An interesting question is: how many different HSP genes might there be? Different researchers have different ideas. Evan Reid suggested in 2014 that there may be 100-200 genes in total (https://hspjourney.blogspot.com/2014/08/agm-hsp-research-historical-perspective.html).
The paper: Perspectives on the Genomics of HSP Beyond Mendelian Inheritance by Dana M. Bis-Brewer and Stephan Züchner, (https://www.frontiersin.org/articles/10.3389/fneur.2018.00958/full) published in 2018 describes several key features. The text below is summary extracts of the paper (I basically copied the whole paper in and retained the parts I wanted to!):
It is usually assumed that eventually nearly all HSP patients will receive a single-gene diagnosis and the diagnostic yield of multigene panels has never been higher (albeit hindered by an increasing burden of Variants of Uncertain Significance).
However, most recently discovered HSP genes are rare causes of the disease affecting few people, and recent multi-patient gene testing studies have had less than 50% success rate in identifying an HSP gene. There is concern of a persisting diagnostic gap, estimated at 30–40%, and even higher for sporadic cases. Gene therapies may soon come to HSP, but these require a specific genetic diagnosis, which emphasises the need to fill the diagnostic gap, illustrated below:
This gap may not be fully closed by classic Mendelian approaches. There are a number of strategies for identifying further Mendelian and non-Mendelian causes of HSP:
- Systematic reanalysis of unresolved cases can reveal new causative variants.

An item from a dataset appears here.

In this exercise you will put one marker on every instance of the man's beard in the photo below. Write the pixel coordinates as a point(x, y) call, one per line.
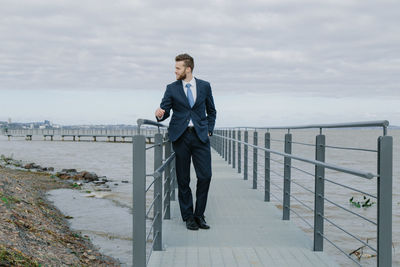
point(182, 76)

The search should ideally be expanded beyond mutations in the protein-coding regions, but this requires whole-genome sequencing;
- Another contributor of genome variability that could help resolve the diagnostic gap is structural variation, including copy number variations (CNVs), translocations, and inversions. CNVs are known to play an important role in HSPs, however determining whether a CNV is benign or pathogenic remains a considerable clinical challenge.
- Standard clinical genomic analysis focuses on typical modes of inheritance and unusual inheritance modes are often ignored. Inclusion of these can lead to successful identification of overlooked molecular diagnoses.

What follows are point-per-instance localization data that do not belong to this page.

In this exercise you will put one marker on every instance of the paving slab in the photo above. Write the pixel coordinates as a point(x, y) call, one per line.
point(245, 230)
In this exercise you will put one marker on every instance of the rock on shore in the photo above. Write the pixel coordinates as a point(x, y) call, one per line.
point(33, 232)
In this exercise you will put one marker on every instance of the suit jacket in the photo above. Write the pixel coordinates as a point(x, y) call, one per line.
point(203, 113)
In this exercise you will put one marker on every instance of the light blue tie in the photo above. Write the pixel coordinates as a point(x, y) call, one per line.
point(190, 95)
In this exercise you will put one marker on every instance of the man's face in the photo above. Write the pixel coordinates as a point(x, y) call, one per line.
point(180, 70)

- Traditional Mendelian disease analysis are focused on specific alleles. These locus-specific studies disregard a more comprehensive genetic model for human disease in which variants of varying effect size as well as environmental influences contribute to disease.
- Contrary to general expectations for HSP families, asymptomatic carriers are not infrequent.

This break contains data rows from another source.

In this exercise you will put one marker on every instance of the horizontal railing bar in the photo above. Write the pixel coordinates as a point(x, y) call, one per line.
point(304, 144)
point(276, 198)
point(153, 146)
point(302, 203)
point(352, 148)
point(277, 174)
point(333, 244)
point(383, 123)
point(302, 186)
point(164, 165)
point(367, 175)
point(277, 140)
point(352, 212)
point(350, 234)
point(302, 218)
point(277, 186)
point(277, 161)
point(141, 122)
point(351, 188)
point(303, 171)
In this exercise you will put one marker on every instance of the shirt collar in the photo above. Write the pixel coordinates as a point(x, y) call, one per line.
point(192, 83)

- Sex-dependent penetrance is suspected in some HSPs based on the excess of affected males.
- Given the high clinical variability observed across HSP patients, genetic modification of the primary allele has been anticipated.
- Exceptions to the fundamental “one gene, one phenotype” may occur. Here the primary allele is sufficient to cause disease, but a secondary allele is a “modifier” that controls aspects like disease severity or progression.
- The current classification systems suggest that HSPs are a distinct and isolated disorder, when in fact HSPs exist on a spectrum between inherited ataxias and Charcot-Marie-Tooth disease.
- These approaches increasingly require larger datasets which contradicts, of course, the low prevalence of rare disease. Raw genetic data aggregation may be the next frontier for HSP gene discovery.
- Gene therapy may soon be applied to specific HSP genes. These novel therapeutic approaches include gene replacement, antisense oligonucleotides (ASO), and soon gene editing. Most require a specific genetic diagnosis.